Interim Prime Minister Anwaarul Haq Kakar on Monday stressed that all registered political parties will be provided a level playing field—including freedom to stage rallies and field their chosen candidates—in upcoming general elections.
Speaking with journalists affiliated with foreign media outlets at Prime Minister’s House, he specifically noted that he had no qualms with the Pakistan Tehreek-e-Insaf (PTI) contesting elections. “No political party is being prevented from political activities,” he said, while cautioning that any attempt to campaign through vandalism would not be tolerated.
To a question on the schedule for general elections, he reiterated that the interim government’s primary mandate was to facilitate the Election Commission in Pakistan (ECP) in conducting polls. Referring to the constitutional requirement of conducting general elections within 90 days of the dissolution of an assembly, he said the Constitution needed to be examined “holistically.” Stressing that the Constitution also called for conducting the delimitation of constituencies after a new population census, he said the polls would occur after the process were completed.
Responding to a question on ongoing protests against electricity bills—which the interim government had last week promised would be addressed within 48 hours—Kakar claimed efforts were underway to find “out-of-the-box solutions” that were realistic.
“The government would make informed decisions to satisfy the masses on the issue of electricity bills without deviating from the country’s commitments with the international financial institutions,” he said. To a question, he said the government was “thoroughly” discussing contracts with independent power producers, but stressed those discussions would not be brought into the public domain. “We are on a course, where we feel, we should find a solution, as we feel the contracts are uneven,” he added.
He also discussed circular debt, power theft and taxes, noting the government was looking at “short-term solutions” to resolve the issue.
Reiterating that the interim government was not looking to “redesign” the government structure, he said it was focused on rearranging fiscal and monetary policies to establish a foundation for economic revival. Referring to the Special Investment Facilitation Council (SIFC), he said it was focused on agriculture, mines and minerals, defense production, and information technology. He said the Reko Diq project aimed to utilize reserves worth $6 trillion of copper and gold in Balochistan, adding he hoped investment projects worth $25 billion each from Saudi Arabia and the U.A.E. would be realized within two to five years.
The interim government, he said, had an economic reform agenda that sought to privatize two or more power distribution companies, as well as several loss-making state-owned enterprises. He said that regardless of political association, the people of Balochistan welcomed every project under the China-Pakistan Economic Corridor, noting it had entered its second phase. He assured the government would go to any extent to protect the lives of Chinese workers employed in CPEC projects.

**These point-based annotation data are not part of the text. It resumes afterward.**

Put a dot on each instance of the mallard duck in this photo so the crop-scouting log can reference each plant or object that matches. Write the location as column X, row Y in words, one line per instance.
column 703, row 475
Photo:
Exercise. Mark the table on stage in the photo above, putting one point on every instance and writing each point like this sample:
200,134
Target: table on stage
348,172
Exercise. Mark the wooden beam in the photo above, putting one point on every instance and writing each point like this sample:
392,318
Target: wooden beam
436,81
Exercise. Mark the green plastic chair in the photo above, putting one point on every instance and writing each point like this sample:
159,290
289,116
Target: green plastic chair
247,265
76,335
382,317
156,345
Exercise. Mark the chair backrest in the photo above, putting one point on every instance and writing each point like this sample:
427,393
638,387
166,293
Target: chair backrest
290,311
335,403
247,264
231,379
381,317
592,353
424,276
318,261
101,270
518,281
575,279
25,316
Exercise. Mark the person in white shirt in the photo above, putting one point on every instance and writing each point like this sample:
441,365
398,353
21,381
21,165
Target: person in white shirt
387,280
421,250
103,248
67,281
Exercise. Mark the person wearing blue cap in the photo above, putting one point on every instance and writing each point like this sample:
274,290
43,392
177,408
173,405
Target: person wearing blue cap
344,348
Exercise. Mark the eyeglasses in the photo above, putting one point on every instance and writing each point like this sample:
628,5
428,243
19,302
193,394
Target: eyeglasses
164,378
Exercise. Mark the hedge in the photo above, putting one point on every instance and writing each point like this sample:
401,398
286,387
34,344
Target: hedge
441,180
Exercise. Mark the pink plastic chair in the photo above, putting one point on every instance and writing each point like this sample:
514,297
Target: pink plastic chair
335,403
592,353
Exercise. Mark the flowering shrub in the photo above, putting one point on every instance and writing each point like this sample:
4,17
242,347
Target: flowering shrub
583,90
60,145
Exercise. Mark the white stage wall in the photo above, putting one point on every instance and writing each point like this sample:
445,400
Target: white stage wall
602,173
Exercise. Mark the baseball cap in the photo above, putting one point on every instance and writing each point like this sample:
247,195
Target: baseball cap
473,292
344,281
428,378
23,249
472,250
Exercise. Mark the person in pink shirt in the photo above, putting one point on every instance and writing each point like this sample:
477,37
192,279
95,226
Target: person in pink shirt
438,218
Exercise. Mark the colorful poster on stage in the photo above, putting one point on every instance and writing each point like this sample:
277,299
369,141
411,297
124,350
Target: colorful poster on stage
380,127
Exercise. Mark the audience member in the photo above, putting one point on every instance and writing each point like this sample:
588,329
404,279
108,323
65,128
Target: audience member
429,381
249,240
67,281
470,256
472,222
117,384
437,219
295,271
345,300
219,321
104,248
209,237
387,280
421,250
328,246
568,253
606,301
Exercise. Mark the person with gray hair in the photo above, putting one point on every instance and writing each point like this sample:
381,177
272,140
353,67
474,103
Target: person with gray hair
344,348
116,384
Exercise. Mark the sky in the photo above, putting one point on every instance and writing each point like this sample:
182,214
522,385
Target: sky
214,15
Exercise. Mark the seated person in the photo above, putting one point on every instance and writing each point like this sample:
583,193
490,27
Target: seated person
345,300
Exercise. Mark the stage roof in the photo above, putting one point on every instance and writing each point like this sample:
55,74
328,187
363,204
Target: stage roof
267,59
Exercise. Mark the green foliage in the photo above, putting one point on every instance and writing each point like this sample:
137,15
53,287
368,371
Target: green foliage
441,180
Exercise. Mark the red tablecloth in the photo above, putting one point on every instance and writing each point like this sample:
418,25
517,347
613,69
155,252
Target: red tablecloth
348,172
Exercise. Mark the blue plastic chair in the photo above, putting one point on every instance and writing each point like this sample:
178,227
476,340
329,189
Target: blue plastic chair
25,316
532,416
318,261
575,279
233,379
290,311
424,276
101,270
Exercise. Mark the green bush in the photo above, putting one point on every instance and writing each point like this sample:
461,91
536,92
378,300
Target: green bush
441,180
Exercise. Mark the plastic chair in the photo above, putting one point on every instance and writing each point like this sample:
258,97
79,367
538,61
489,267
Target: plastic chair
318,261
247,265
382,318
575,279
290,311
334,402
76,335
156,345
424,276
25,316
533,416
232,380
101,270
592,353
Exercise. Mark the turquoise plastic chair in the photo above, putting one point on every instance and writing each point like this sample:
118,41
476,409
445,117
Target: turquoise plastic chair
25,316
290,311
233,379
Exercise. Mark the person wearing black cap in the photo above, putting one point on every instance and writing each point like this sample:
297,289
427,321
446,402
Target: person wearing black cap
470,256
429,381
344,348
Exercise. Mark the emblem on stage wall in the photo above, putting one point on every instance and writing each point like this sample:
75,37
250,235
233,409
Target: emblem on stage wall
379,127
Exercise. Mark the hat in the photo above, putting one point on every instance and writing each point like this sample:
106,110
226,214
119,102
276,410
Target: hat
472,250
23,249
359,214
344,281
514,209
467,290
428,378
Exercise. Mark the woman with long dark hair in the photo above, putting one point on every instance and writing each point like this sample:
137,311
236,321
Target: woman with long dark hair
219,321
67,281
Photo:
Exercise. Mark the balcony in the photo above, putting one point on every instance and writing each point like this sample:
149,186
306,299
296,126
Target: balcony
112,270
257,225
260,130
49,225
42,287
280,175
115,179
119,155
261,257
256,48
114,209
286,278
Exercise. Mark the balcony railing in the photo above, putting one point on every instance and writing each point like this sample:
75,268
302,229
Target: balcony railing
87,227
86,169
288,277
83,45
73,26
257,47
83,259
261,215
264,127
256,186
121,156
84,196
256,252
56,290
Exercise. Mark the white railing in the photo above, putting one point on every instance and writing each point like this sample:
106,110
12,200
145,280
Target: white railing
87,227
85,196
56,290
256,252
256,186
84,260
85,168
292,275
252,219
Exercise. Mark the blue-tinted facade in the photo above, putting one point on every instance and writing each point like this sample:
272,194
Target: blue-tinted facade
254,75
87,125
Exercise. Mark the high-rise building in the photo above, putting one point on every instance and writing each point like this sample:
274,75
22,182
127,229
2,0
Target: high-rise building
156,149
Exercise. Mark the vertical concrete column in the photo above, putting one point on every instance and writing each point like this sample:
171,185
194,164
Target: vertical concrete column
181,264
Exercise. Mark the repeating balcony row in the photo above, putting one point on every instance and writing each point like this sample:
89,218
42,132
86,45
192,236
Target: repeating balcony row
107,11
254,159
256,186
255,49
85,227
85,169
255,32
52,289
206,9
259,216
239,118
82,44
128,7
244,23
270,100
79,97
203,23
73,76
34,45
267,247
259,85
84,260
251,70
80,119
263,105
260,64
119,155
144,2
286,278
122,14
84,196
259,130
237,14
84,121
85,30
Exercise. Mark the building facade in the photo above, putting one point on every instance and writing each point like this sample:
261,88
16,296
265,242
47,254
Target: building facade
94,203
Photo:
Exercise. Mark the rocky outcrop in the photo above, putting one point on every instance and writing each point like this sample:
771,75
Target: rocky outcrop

On Pak-Afghan ties and a resurgence of terrorism in Pakistan, Kakar said the biggest issue was the military equipment left behind by U.S.-led forces upon their exit from Afghanistan. “Foreign forces left Afghanistan after losing interest but we are here to defend our home, children, mosques and places of worship,” he said, adding a coordinated approach was needed to address the challenge.
Noting Pak-Afghan ties were deeply rooted in cultural and faith-based linkages as well as social integration, he recalled that Pakistan had hosted millions of Afghan refugees. However, he added, there was a major issue of illegal immigration and the government was working on a plan to tackle it.
To a question, the interim prime minister said his government had an “excellent working environment” with the Pakistan Army and both were working together for economic revival. “There is no sense where we feel we are being dictated,” he said, adding there was “cooperation” on various economic and security concerns.
He also expressed the hope that as Pakistan’s economy grew, the country’s “branding” would transform with foreign states looking at it as a means of regional peace.
On Pakistan’s ties with Russia, he said the government was exploring various means to have a constructive relationship, including the import of oil.